By Amanda Perobelli
SAO PAULO (Reuters) – From doctors tired of watching patients die to relatives who lost loved ones, thousands of Brazilians have volunteered for COVID vaccine trials in one of the world’s worst affected countries, hoping that their silent heroism will save lives.
Latin America’s largest country has become a major test site for vaccines due to the scale of its outbreak, which has seen more than 7.3 million people infected and over 180,000 killed by coronavirus.
Denise Abranches, 47, dental care coordinator at a Sao Paulo hospital, was the first volunteer outside the UK to receive the trial vaccine from AstraZeneca (NASDAQ 🙂 Plc.
“I witnessed many lonely deaths here: patients who could not say goodbye to their relatives; relatives who could not say goodbye to their loved ones. When the vaccine trial came, I joined immediately,” she told Reuters.
“This global effort by volunteers in search of a vaccine will be remembered and will go down in history,” she said. “The love movement from volunteers. That’s how I want to be remembered.”
In addition to the AstraZeneca vaccine, Brazil has also hosted trials with Johnson & Johnson (NYSE :), Pfizer Inc (NYSE 🙂 and partner BioNTech and China’s Sinovac Biotech Ltd.

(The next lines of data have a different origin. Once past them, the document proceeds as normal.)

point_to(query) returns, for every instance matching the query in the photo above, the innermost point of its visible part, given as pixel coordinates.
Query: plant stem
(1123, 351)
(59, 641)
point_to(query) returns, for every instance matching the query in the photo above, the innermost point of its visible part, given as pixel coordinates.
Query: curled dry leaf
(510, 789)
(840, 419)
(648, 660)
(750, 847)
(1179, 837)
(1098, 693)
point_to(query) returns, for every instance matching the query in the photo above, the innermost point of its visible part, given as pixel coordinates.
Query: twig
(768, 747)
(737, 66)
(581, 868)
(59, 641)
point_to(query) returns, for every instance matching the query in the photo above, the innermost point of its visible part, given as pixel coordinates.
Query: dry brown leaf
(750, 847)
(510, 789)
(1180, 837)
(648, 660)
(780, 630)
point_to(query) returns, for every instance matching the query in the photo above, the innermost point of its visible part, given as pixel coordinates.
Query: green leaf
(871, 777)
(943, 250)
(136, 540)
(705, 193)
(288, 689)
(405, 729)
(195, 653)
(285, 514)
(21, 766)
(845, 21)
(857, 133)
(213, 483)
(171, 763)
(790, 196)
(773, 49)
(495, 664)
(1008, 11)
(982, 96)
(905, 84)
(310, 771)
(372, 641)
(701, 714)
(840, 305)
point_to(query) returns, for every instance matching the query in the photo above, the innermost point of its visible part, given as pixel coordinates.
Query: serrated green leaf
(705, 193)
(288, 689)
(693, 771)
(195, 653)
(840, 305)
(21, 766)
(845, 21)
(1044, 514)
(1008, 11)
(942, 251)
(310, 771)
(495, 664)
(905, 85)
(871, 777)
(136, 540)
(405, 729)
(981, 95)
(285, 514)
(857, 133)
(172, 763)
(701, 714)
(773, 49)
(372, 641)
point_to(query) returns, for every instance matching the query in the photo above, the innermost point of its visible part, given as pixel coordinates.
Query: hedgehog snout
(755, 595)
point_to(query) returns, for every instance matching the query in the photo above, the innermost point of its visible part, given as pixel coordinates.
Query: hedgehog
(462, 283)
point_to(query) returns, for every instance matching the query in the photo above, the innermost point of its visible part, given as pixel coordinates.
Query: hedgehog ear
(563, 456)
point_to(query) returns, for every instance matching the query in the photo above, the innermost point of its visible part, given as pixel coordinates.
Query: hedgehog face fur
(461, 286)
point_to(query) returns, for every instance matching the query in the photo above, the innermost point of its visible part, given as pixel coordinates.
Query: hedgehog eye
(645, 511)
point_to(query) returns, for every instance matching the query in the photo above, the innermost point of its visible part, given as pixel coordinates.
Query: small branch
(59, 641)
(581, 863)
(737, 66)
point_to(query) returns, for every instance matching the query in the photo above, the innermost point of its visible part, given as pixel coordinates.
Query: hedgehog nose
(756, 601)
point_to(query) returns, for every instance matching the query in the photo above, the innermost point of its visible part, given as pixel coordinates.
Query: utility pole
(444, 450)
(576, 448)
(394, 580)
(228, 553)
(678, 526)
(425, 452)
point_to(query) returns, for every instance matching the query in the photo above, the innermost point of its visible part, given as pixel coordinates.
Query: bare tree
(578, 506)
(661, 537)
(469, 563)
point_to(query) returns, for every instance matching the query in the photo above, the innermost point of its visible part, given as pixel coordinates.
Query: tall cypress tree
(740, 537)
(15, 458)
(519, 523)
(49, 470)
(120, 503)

While President Jair Bolsonaro, widely condemned for his handling of the pandemic, has vowed not to take any coronavirus vaccine, even if it is approved by Brazil’s health authorities, many volunteers are convinced that vaccinations are the only way to end the crisis.
Some, like Monica Aparecida Calazans, a Brazilian nurse who participated in the Sinovac trial, felt a personal obligation to contribute.
“My brother, who is 47 years old, had COVID-19,” she told Reuters. “If I do not take the vaccine, we will never know if it works or not. For him, but also for everyone else, I wanted to take part in the trial.”
The biomedical center that runs Sinovac’s late trial in Brazil, the Butantan Institute, said on Wednesday that the vaccine reached the 50% threshold for efficacy set by Brazilian health regulator Anvisa. It promised to release more detailed information within two weeks as part of global trials.
Bolsonaro, a right-wing nationalist who is an outspoken critic of China’s influence in Brazil, has opposed Sinovac’s vaccine for political reasons.
More broadly, he has tried to limit lockdown measures and minimized the severity of the virus, actions that critics say have increased its spread and the death toll among Brazil’s 210 million people.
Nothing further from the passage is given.